Vor wenigen Tagen hat er den Zug verlassen. Wir alle haben die Zeichen der Zeit vernommen, das unheilvolle Signal gehört, aber auf der Liste der Aussteigenden stand lediglich sein Name. Er hatte Zeit, sich darauf vorzubereiten – immerhin das blieb ihm vergönnt. Wie es wohl für ihn war, sich zu verabschieden und dem Zug hinterherzuschauen? Was war das Letzte, das er gesehen hat? Was sieht er gerade? Zahllose unbeantwortete Fragen. Es sind die einzigen Dinge, die jeder Mensch allein herausfinden muss.

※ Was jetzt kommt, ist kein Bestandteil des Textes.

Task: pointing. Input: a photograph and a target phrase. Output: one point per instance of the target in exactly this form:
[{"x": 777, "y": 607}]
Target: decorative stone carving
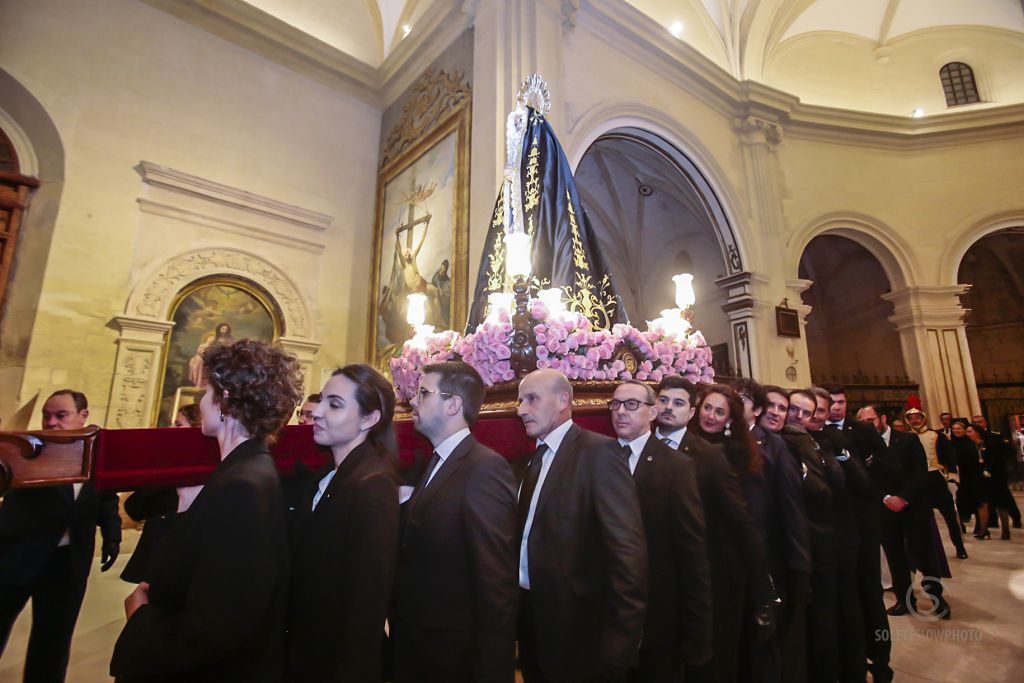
[
  {"x": 435, "y": 94},
  {"x": 153, "y": 296}
]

Lebewohl zu sagen ist kompliziert, manch einer ist ein Leben lang damit beschäftigt. Der Zug der Zeit nimmt keine Rücksicht darauf. Er heilt alle Wunden, wenn man lange genug wartet, sagt man. Das muss genügen. Nicht einmal heute macht er eine Pause. Unbemerkt fahren wir auch in diesem Moment, gleichwohl wir uns einbilden, für einen Augenblick innehalten zu können. Wer einmal in den Zug einsteigt, hat eine lange Fahrt vor sich. Mit jeder Stunde, die verstreicht, ändern wir uns, werden älter, sammeln neue Erfahrungen. Wir sind nicht mehr die Arglosen und Leichtsinnigen von damals. Je weiter wir fahren, desto mehr geschieht, auf das wir dereinst zurückblicken.
Erinnerst du dich an jenen Sommertag unter dem Nachthimmel? Fünf Jugendliche lagen Kopf an Kopf und benannten die Sterne nach ihren Namen. Ewige Freundschaft haben wir uns damals geschworen, niemals sollten diese Zeiten vergehen. Es ist lange her, seit ich diese Personen das letzte Mal gesehen habe. Wo sind sie bloß hin? Die Schienen wurden umgestellt – sie fahren nun anderen Zielen entgegen. Die Zeit hat unsere Wege getrennt.
Einen kurzen Blick nur werfen die meisten auf den toten Körper, mehr ertragen sie nicht. Zu schmerzhaft führt er uns die Vergänglichkeit des Lebens vor Augen. Seine Lider sind geschlossen, die Hände ordentlich gefaltet. Ein edler Anzug bedeckt seine kalt gewordene Haut. Er sieht so friedlich aus, als träume er von unerfüllten Wünschen. Aus diesem Schlaf wird er jedoch nicht erwachen. Früher war er ein wunderbarer Mann, wissbegierig und nie um einen Witz verlegen. Jetzt ist er nichts weiter als eine tote Hülle mit dem Aussehen eines Menschen. Der Geist und alles, was ihn ausgezeichnet hat, Intelligenz, Höflichkeit, Humor, Offenheit, ist weg. Unweigerlich und für immer. Er ist genauso gegangen wie alle anderen Passagiere, deren Leben endete – Menschen, die diese Welt verschönerten oder in Chaos versinken ließen.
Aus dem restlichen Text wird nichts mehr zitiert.